Thomas D C
Environ Health Perspect. 1985 Oct;62:407-14. doi: 10.1289/ehp.8562407.
Point-source environmental hazards are often identified by examination of unusual clusters of disease cases. The very large number of potential clusters give rise to the statistical problem of "multiple inference," i.e., the more clusters examined, the greater the risk of "false-positive" associations emerging by chance alone. This paper first distinguishes the situation of clusters identified by anecdotal observation from those that emerge from systematic searches. The latter may or may not include a systematic enumeration of potential causal factors associated with each potential disease cluster. If exposure information is not systematically available, empirical Bayes procedures are suggested as a basis for ranking the observed clusters in order of priority for further investigation. If exposure information is systematically available, empirical Bayes procedures can be used to select associations to report or to rank them in order of priority for confirmation. In addition, procedures are described for testing the global null hypothesis of no exposure-disease associations and for estimating the number of true-positive associations. These approaches are advocated in preference to classical frequentist approaches of multiplying p values by the number of tests performed.

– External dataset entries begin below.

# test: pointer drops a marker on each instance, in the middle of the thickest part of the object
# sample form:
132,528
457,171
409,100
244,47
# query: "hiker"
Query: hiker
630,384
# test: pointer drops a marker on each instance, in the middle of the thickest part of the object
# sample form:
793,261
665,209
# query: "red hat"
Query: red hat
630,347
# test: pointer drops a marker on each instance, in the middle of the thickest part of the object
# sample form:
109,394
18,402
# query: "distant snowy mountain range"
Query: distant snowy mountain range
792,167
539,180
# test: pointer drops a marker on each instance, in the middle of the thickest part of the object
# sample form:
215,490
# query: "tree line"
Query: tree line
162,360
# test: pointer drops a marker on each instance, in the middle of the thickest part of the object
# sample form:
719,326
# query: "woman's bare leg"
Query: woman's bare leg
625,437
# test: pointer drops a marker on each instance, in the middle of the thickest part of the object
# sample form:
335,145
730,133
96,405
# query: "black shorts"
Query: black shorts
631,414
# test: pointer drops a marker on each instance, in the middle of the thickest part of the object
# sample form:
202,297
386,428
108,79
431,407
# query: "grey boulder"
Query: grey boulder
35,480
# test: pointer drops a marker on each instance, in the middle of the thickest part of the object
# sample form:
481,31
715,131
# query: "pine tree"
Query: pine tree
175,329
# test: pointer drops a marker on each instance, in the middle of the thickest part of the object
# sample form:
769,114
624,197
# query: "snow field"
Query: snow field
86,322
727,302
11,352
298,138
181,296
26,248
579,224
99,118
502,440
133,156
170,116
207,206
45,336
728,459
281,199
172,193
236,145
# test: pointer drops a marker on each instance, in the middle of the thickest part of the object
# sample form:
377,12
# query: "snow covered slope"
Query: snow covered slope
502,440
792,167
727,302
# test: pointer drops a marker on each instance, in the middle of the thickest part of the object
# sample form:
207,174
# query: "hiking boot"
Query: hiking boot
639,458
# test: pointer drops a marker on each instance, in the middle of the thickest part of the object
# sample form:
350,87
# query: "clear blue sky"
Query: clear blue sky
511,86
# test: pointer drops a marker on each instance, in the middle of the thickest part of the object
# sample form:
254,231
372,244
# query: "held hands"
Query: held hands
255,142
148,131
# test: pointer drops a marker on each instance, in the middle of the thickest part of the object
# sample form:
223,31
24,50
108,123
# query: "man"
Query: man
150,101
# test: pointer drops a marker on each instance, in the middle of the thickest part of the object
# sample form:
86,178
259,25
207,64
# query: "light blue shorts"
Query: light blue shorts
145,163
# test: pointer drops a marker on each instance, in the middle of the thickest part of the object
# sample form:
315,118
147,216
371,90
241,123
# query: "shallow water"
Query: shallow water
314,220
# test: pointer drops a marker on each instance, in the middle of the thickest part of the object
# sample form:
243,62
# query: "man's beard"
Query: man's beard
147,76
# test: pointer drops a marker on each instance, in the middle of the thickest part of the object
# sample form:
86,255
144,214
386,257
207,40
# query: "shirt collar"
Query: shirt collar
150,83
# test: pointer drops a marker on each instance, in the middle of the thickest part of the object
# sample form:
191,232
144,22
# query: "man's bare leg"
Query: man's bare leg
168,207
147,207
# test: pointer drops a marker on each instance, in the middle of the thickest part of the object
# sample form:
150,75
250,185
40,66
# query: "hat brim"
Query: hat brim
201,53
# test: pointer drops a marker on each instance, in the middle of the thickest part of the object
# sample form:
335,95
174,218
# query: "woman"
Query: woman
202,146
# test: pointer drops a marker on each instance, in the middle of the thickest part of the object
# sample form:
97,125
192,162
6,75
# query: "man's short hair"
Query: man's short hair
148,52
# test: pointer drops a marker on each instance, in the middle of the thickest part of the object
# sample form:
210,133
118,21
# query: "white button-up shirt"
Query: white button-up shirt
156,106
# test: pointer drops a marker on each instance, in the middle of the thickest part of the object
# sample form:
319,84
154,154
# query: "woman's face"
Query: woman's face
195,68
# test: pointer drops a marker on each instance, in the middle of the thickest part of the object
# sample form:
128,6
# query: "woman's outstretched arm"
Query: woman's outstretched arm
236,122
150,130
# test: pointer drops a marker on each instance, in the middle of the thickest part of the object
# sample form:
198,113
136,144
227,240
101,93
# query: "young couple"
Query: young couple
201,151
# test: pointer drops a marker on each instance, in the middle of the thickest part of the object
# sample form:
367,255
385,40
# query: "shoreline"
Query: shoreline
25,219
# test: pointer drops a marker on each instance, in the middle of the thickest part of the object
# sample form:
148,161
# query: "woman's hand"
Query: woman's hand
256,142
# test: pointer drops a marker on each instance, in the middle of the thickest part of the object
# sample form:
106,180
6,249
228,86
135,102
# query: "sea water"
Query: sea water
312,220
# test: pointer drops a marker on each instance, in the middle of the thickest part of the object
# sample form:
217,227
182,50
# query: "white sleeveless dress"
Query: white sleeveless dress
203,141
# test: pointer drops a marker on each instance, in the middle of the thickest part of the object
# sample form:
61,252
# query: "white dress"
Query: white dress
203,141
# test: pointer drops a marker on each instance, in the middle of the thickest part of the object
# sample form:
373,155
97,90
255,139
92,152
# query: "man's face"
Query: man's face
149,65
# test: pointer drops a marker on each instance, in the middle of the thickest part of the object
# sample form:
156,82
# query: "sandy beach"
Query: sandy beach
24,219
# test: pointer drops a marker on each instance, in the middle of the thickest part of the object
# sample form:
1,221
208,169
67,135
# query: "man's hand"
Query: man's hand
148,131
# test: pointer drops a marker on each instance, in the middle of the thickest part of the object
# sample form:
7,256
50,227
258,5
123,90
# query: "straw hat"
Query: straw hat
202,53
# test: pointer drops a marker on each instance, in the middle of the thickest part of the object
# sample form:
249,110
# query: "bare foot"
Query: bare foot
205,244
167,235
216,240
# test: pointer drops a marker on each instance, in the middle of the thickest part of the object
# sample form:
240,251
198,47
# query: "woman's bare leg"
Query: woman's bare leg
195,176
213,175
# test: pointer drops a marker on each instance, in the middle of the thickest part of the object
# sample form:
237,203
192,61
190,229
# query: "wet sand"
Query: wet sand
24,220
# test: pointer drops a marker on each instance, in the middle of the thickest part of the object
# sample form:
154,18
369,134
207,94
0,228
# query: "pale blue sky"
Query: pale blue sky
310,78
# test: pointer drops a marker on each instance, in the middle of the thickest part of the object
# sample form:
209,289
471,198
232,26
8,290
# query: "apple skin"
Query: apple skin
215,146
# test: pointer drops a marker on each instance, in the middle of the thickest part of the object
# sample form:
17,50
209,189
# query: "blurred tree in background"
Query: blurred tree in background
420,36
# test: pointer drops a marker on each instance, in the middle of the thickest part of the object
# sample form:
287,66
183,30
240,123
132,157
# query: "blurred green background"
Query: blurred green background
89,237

点源环境危害通常通过对异常疾病病例集群的检查来识别。大量潜在的集群引发了“多重推断”的统计问题,即检查的集群越多,仅因偶然出现“假阳性”关联的风险就越大。本文首先区分了通过轶事观察识别的集群情况与通过系统搜索出现的集群情况。后者可能包括也可能不包括对与每个潜在疾病集群相关的潜在因果因素的系统枚举。如果暴露信息无法系统获取,建议采用经验贝叶斯程序作为对观察到的集群按优先级排序以便进一步调查的基础。如果暴露信息可以系统获取,经验贝叶斯程序可用于选择要报告的关联或按优先级对其进行排序以便确认。此外,还描述了用于检验无暴露 - 疾病关联的总体零假设以及估计真阳性关联数量的程序。提倡采用这些方法,而不是通过将p值乘以所执行测试的数量的经典频率主义方法。